At the security fence, he could not find the keys. I said, why not go to the neighbour’s house a mile away and get wirecutters. He did not like to think that a pair of wirecutters was all that had been between them and the ‘terrs’. No, he was going to climb it. Derring-do. There was I, a small girl again, watching my brother performing impossible physical feats, while I thought, intending the thought to show, Well, what’s the point of
that
!

He did not find it easy. The fence was not only high, but at the top there was a three-stranded leaning-out section. It was this that stopped him. Down he slid, a heavy man, out of temper, out of breath, and locked out of his safe place. He banged at the gate and shouted for the servant–who was asleep–while handsome Sparta, elegant Sheba, defenders of the lager, barked and bounded and whined inside. Just as we were off to borrow the wirecutters, he found the key. At once he became humorous and laughed at himself as the big gate swung in, and the dogs overwhelmed us with love. Then the gate was locked, and we looked out through the wire from inside the lager.
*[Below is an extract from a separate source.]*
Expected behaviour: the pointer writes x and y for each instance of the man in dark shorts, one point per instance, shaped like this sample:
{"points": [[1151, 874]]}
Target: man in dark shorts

That evening, he asked what I had been talking about with Hugh. The fact there had been this long conversation had been reported to him. I told him, we were talking about the Bush War.

‘What did you want to do that for?’

‘Well, you don’t seem to want to talk about it.’

‘Nonsense.’ And he began on a careful statement, like a formal briefing. ‘The men of my age couldn’t do the real fighting, worse luck. We did police duties. We visited farms, to make sure everything was all right. Or we investigated villages that were supposed to be sympathetic to the ‘terrs’. Sometimes we just drove up and down the roads in army lorries. Showing our teeth, you know. Often we slept out in the bush. Yes of course I enjoyed it, wouldn’t you? The bush, you know. Anyway, you people don’t understand anything about it. We were fighting for you, against communism. And now look at what’s happened.’

Soon, he poured himself another brandy, and another–carefully, as usual–and then he was talking about
his
war, not the Bush War, but the Second World War, how he was in the
Repulse
when it was sunk, and then the fighting in the Mediterranean. His tone changed. I recognized it. What he wanted to tell me was terrible, but he wasn’t going to make much of it. How could he? He had been trained not to.

‘Did I ever tell you about the
Repulse?

‘You wouldn’t talk about it.’

‘Wouldn’t I? That’s funny. I think about it all a good bit.’

And now that was it, we were off, never mind about the Affs and the ‘terrs’, the Bush War and the inglorious Brits. This is what he wanted to talk about.
His
war.

‘I was down at the bottom of the ship. That’s where I was when the Jap bombs hit. We knew there were only a few minutes before the ship went down. The water was pouring in…did you know the
Repulse
and the
Prince of Wales
were supposed to be unsinkable?’

‘Yes, like the
Titanic
.’

‘Yes. Funny, the way we go on believing…I was standing at the bottom of the companionway, while the men climbed up past me…the stairs were already perpendicular. I just stood there. Someone said to me, “Aren’t you going to go up, Tayler? You’d better get a move on.” I went up those stairs like a monkey, and I walked down the slanting deck straight into the sea and I swam away as fast as I could. Lucky for me I’m a good swimmer. Some of the chaps couldn’t swim fast enough. We were in the water for hours. It was full of oil and rubbish from the ship and dead men floating. I trod water. I used as little energy as I could and I kept my nose and mouth above the oil. Then they came to pick us up out of the water. They said there were sharks but I couldn’t see any. They were probably keeping clear of the oil too. Wouldn’t want to be a shark in that mess.’